The tale of Mowgli is probably India's greatest modern fairy tale. Sure, it might've been written by a British man while he lived in Vermont, but Kipling, who was born in India and spent a good portion of his life there, is considered one of India's literary darlings. And Indians consider Kipling's Jungle Book to be their story. It's the fabric of every Indian kid's upbringing.

I distinctly remember the ads on Indian television promoting the original movie. Gold Spot, the Indian orange soda brand, advertised that they would be putting Baloo, Bagheera, Shere Khan and Mowgli on the insides of their bottle caps. And so, every time a Gold Spot bottle was opened for me, I said a silent prayer for a Mowgli cap. I usually got Baloos and Bagheeras, and an occasional Kaa, which I kept in my growing stash.

When I got a Shere Khan, I gave it away to my boy cousin. I never ended up getting a Mowgli from an actual bottle. My first Mowgli I got in a trade. It cost me three Baloos and one Kaa. And it was so worth it. As we bartered and haggled with each other, we sang the songs, danced the dances, and reenacted scenes from the movie. It was a glorious time in our childhood.
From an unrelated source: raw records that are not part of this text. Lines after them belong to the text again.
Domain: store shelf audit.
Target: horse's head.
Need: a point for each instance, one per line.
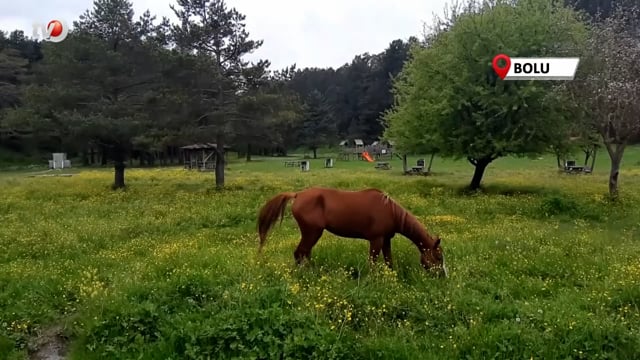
(433, 259)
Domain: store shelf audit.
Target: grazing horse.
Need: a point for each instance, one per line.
(366, 214)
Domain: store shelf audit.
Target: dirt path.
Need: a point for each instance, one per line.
(50, 345)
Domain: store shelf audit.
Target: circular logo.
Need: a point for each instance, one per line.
(57, 30)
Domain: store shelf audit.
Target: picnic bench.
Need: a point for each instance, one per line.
(292, 163)
(570, 167)
(418, 169)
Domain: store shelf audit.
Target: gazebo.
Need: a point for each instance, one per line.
(200, 156)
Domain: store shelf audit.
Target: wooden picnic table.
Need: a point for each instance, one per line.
(291, 163)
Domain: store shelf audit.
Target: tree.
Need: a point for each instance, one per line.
(449, 95)
(212, 31)
(318, 127)
(95, 87)
(607, 88)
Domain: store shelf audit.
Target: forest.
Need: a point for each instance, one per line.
(122, 87)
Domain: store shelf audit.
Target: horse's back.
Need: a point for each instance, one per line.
(344, 212)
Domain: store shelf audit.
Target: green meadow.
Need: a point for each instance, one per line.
(541, 266)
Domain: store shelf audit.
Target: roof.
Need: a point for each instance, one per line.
(202, 146)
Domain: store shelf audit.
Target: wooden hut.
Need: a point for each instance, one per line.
(351, 149)
(382, 149)
(200, 156)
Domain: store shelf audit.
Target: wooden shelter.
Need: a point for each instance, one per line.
(352, 149)
(200, 156)
(380, 149)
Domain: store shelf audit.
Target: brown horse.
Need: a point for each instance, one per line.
(367, 214)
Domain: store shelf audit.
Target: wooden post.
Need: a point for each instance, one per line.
(404, 163)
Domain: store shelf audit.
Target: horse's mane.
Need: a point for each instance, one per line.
(409, 226)
(399, 213)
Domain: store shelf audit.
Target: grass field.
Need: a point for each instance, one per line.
(541, 265)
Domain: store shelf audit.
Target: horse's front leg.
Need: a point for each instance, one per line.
(386, 251)
(375, 245)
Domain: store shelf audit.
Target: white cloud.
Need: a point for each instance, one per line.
(317, 33)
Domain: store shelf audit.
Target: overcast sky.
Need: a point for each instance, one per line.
(311, 33)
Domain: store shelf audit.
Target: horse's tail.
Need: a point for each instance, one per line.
(270, 213)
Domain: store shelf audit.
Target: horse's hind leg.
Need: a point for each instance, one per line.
(386, 251)
(375, 245)
(310, 237)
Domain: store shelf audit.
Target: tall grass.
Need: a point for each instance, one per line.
(541, 265)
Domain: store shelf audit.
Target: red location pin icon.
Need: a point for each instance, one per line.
(501, 71)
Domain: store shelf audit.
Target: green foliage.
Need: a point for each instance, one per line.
(449, 97)
(541, 266)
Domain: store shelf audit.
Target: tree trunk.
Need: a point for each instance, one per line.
(615, 153)
(431, 162)
(587, 155)
(480, 167)
(220, 161)
(103, 155)
(118, 166)
(85, 158)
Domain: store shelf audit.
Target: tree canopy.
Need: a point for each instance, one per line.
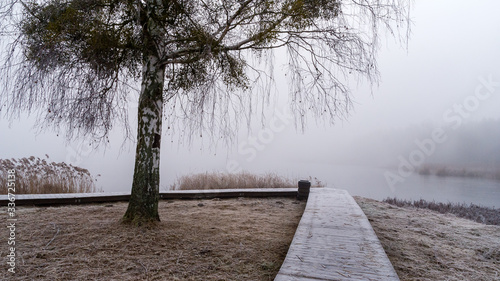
(74, 61)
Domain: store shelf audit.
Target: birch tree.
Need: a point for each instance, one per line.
(73, 63)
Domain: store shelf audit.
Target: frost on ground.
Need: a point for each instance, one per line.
(197, 240)
(426, 245)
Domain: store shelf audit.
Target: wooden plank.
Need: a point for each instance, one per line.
(81, 198)
(335, 241)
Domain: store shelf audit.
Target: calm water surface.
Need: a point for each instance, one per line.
(371, 182)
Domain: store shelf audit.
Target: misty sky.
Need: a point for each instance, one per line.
(453, 44)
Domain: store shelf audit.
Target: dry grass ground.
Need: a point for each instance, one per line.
(234, 239)
(426, 245)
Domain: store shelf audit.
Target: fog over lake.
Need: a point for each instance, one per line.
(437, 103)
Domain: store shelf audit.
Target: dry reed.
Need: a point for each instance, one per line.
(485, 215)
(37, 176)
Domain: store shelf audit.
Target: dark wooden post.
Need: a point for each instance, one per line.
(304, 188)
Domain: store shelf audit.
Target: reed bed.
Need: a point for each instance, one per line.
(217, 180)
(481, 214)
(443, 171)
(38, 176)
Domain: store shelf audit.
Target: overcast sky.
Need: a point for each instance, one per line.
(453, 44)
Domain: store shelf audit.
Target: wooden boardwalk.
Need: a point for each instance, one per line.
(335, 241)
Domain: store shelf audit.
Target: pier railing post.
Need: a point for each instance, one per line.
(304, 188)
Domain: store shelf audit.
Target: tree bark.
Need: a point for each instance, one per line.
(143, 204)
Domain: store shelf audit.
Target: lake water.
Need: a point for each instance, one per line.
(371, 182)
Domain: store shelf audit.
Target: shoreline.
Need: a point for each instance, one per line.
(427, 245)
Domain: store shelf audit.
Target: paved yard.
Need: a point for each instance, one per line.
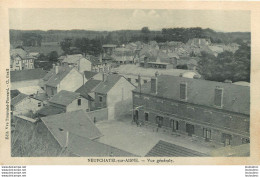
(139, 140)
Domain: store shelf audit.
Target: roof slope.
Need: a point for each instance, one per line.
(54, 79)
(30, 74)
(165, 149)
(88, 148)
(64, 97)
(106, 85)
(50, 110)
(85, 89)
(72, 58)
(236, 98)
(18, 98)
(89, 74)
(20, 52)
(75, 122)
The following year, I moved to America. I forgot all about the Jungle Book and my bottle cap collection and gradually became an American girl. I drank Capri Sun, traded Barbie outfits, and sang the songs from Jem and the Holograms. Mowgli and his friends were a distant memory, until last year when my boy cousin, who had played Baloo in our re-enactments and now lived in New York, sent me a text saying: "Do you know there's a new Jungle Book movie coming out next year? We gotta see it."

And so here I was, sitting in a plush IMAX 3D movie theater in Boston, where I now lived, far from India's jungles and my Mumbai childhood, though ironically, not that far from where Kipling first realized his story to fruition.
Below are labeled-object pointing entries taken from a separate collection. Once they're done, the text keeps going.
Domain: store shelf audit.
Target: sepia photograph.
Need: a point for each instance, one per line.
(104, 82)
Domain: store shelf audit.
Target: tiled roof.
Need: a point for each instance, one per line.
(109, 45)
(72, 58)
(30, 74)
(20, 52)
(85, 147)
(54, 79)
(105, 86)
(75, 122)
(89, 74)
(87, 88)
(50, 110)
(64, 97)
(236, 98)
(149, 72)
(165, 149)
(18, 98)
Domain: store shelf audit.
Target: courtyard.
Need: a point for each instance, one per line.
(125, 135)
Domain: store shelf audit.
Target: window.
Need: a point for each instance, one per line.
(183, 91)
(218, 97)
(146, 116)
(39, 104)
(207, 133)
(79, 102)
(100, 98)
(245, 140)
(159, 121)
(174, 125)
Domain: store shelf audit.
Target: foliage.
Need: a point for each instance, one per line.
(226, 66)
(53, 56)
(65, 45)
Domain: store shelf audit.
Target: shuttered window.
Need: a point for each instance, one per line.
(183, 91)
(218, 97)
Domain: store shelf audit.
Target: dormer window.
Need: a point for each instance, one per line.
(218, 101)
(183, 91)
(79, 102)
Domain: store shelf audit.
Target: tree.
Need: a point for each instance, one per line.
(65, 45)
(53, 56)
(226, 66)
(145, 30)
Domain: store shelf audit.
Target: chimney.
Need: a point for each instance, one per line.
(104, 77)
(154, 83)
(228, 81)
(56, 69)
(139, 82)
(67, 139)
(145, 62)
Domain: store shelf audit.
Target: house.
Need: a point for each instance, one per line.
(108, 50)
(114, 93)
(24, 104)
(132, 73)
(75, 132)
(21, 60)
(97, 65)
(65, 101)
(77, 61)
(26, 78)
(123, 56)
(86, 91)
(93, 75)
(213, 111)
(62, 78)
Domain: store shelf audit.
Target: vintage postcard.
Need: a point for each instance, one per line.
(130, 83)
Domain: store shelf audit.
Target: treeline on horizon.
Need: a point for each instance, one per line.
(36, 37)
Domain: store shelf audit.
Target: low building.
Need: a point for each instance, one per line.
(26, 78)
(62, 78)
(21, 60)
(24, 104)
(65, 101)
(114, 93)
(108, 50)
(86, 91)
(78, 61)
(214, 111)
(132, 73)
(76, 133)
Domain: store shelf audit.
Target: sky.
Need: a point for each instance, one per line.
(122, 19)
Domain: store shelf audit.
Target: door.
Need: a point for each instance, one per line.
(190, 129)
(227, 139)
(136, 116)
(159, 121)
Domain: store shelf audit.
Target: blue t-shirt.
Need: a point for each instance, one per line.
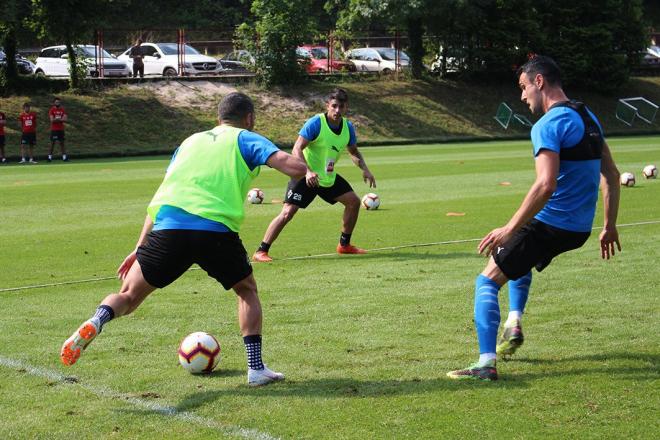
(255, 150)
(573, 204)
(312, 128)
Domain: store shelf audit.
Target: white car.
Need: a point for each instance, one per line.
(54, 61)
(163, 59)
(377, 59)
It was instant recognition when I saw them all. My old friends Mowgli, Bagheera, Baloo, Kaa, and even the menacing Shere Khan were exactly how I remembered them. Just bigger, better and brighter this time around. Their renderings were so real, so tangible, that I felt my childhood springing back to life. Like that visceral moment in Ratatouille when food critic Anton Ego eats his favorite dish. My adult life zoomed back fast on rewind and there I was -- five years old, in my grandparent's living room in Mumbai, sprawled across the cold linoleum floor, convincing my boy cousin that three Baloos and one Kaa really was a fair trade for one Mowgli.

When I saw my buddy Mowgli's easy gait and lighthearted grin again after 30 years, I felt the pangs of nostalgia. He was just the same, but I had changed. When we first met, we were both wide-eyed scrappy Indian kids, insatiably curious, ready to befriend anyone, and not yet socialized to man's workings of the world.

But a lot can happen to a human cub in 30 years. I was now a fully grown adult. I had traded in my bowl cut for highlights, swapped out my red underpants for a wardrobe of niceties, and couldn't remember the last time I had walked barefoot on the grass. I had become a highly socialized member of man's world. What a trip.

We had so much catching up to do, my old friends and I, but the gap in time and geography closed like magic. Their sense of wonder, fearlessness, and purity of heart emboldened me just as they had as a child, and the time spent with them quickly filled up those parts of me that I had long since forgotten. As I left them again, sitting in the banyan tree, I said a silent prayer of thanks -- mystified and grateful for our effortless reunion in this often complicated jungle book of life.